The 36th Bethesda Conference focused on issues concerning exercise in patients with cardiovascular disease and provided exercise recommendations for this population.³⁵¹ In some patients with simple repaired CHD (eg, ligated PDA), exercise capacity is normal, and the risk of exercise is minimal. On the other extreme are patients with pulmonary vascular disease and cyanosis in whom exercise capacity is severely limited. Exercise results in almost immediate worsening of hypoxemia because of the decrease in systemic arterial resistance and increased shunting of deoxygenated blood away from the pulmonary alveolar bed. These patients should be advised to avoid isometric exercise and confine themselves to mild isotonic exercise.³⁵¹ Between these extremes, the recommendations should take into account the individual patient’s underlying operated or unoperated cardiovascular defect, functional capacity, hemodynamic status, and form of exercise contemplated.

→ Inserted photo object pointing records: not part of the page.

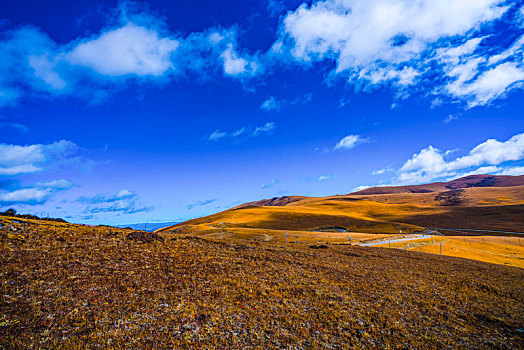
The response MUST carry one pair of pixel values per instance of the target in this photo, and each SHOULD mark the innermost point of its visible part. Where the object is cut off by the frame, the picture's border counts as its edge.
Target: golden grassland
(474, 208)
(492, 249)
(75, 287)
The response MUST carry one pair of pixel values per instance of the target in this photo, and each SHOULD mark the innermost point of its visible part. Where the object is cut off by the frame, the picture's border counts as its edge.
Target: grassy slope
(496, 250)
(68, 286)
(482, 208)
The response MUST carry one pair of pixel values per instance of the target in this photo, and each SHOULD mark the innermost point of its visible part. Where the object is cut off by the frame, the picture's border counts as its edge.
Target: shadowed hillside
(474, 202)
(81, 287)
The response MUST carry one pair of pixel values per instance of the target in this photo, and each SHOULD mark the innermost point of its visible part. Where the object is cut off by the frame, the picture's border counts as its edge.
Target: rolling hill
(475, 202)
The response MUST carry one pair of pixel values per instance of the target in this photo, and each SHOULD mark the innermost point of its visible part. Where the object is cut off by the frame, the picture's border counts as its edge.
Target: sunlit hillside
(70, 286)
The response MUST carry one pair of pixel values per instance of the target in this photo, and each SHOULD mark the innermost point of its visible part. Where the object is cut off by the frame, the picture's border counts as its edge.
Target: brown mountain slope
(475, 207)
(464, 182)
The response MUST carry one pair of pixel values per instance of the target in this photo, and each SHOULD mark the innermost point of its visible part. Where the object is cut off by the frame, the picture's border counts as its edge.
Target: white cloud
(450, 118)
(488, 157)
(492, 84)
(274, 104)
(130, 49)
(217, 135)
(518, 170)
(37, 194)
(349, 142)
(325, 177)
(235, 65)
(266, 128)
(360, 188)
(123, 202)
(402, 43)
(244, 131)
(268, 185)
(271, 104)
(18, 159)
(360, 33)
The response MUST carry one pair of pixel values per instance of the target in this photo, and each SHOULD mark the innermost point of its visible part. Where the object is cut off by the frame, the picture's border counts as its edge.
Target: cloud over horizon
(489, 157)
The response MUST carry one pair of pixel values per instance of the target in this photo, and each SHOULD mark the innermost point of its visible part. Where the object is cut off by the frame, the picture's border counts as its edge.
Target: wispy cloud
(122, 202)
(451, 118)
(23, 159)
(245, 132)
(272, 183)
(15, 126)
(489, 157)
(137, 48)
(325, 177)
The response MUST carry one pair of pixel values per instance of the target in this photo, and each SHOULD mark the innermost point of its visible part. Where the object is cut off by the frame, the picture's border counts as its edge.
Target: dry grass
(477, 208)
(76, 287)
(491, 249)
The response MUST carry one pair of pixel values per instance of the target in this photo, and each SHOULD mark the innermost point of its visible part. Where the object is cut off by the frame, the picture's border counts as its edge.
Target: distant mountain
(463, 182)
(484, 202)
(148, 226)
(273, 202)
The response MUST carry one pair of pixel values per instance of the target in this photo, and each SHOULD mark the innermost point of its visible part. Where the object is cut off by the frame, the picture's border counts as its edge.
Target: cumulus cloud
(450, 118)
(200, 203)
(272, 183)
(121, 195)
(274, 104)
(349, 142)
(325, 177)
(245, 132)
(130, 49)
(488, 157)
(264, 129)
(137, 47)
(19, 159)
(37, 194)
(271, 104)
(408, 44)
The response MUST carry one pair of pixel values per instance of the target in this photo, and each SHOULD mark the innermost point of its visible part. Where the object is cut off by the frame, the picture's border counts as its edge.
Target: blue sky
(120, 112)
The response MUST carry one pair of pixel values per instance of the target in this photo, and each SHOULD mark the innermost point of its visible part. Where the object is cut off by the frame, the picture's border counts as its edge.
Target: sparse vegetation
(74, 287)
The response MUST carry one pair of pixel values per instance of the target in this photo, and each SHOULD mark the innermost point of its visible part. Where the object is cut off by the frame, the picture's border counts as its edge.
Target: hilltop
(71, 286)
(457, 184)
(474, 202)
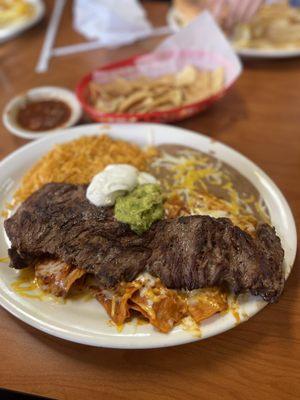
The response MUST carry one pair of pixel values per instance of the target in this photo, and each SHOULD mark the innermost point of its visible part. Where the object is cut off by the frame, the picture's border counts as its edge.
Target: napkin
(202, 44)
(113, 22)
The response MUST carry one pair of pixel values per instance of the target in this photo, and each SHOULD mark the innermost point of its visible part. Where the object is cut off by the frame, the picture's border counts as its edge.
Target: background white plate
(19, 26)
(251, 53)
(87, 322)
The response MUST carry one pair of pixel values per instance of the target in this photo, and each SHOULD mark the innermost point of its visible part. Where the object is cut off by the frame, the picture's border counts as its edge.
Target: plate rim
(105, 339)
(242, 52)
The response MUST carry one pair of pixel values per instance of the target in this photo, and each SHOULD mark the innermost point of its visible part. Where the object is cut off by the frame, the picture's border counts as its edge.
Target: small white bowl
(40, 93)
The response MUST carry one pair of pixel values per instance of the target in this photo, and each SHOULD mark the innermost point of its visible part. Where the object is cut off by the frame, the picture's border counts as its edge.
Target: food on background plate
(14, 11)
(43, 115)
(145, 95)
(211, 239)
(275, 26)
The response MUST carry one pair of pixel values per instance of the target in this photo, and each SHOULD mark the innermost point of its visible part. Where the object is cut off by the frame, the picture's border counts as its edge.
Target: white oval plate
(87, 322)
(247, 52)
(18, 27)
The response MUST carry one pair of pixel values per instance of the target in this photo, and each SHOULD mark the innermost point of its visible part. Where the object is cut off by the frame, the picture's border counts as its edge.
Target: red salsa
(43, 115)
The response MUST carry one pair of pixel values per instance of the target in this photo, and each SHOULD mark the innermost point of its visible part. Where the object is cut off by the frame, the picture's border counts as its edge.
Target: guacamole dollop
(141, 207)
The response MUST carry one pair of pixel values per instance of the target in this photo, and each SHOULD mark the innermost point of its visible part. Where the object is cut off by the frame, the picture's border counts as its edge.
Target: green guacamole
(141, 207)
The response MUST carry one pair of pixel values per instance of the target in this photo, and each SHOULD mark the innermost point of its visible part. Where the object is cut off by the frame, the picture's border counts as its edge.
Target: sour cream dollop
(114, 181)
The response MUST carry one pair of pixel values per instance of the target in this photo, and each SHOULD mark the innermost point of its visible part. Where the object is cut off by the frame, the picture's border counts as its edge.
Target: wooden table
(259, 359)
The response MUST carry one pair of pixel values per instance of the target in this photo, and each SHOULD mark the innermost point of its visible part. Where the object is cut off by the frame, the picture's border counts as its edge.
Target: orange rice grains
(78, 161)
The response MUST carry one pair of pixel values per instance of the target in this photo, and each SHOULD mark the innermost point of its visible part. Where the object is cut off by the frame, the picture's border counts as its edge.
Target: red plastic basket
(171, 115)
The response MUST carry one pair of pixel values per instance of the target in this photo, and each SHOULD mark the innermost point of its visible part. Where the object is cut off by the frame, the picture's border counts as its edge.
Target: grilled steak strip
(191, 252)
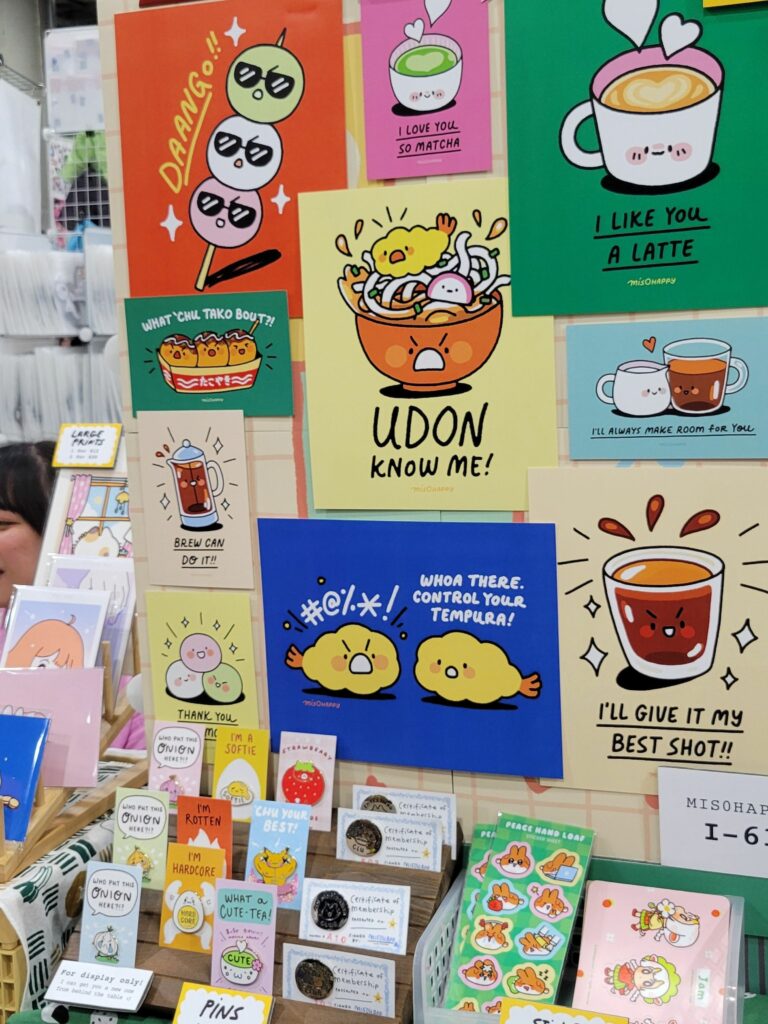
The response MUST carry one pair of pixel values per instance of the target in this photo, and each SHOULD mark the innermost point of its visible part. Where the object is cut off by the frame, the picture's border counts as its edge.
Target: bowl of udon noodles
(433, 323)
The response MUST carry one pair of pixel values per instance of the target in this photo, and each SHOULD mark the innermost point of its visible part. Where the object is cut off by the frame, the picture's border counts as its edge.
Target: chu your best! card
(442, 638)
(408, 309)
(427, 87)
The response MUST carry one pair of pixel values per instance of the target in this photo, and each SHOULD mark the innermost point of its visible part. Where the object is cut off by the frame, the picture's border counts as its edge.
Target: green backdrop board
(637, 155)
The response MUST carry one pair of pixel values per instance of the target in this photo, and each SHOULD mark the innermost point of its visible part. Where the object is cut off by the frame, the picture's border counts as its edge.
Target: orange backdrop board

Formal exercise testing can help delineate functional capacity. Walking protocols of 6 or 12 minutes can be used to determine the safety of submaximal exercise. Treadmill or bicycle protocols can determine the maximal exercise capacity, coronary artery ischemia, blood pressure response and, importantly, chronotropic response to exercise. Cardiopulmonary exercise testing adds incremental diagnostic and prognostic value, and is highly recommended in patients with CHD.³² Combining the exercise protocol with echocardiographic imaging is useful in determining ventricular function and valvar function and estimating pressure changes with exercise.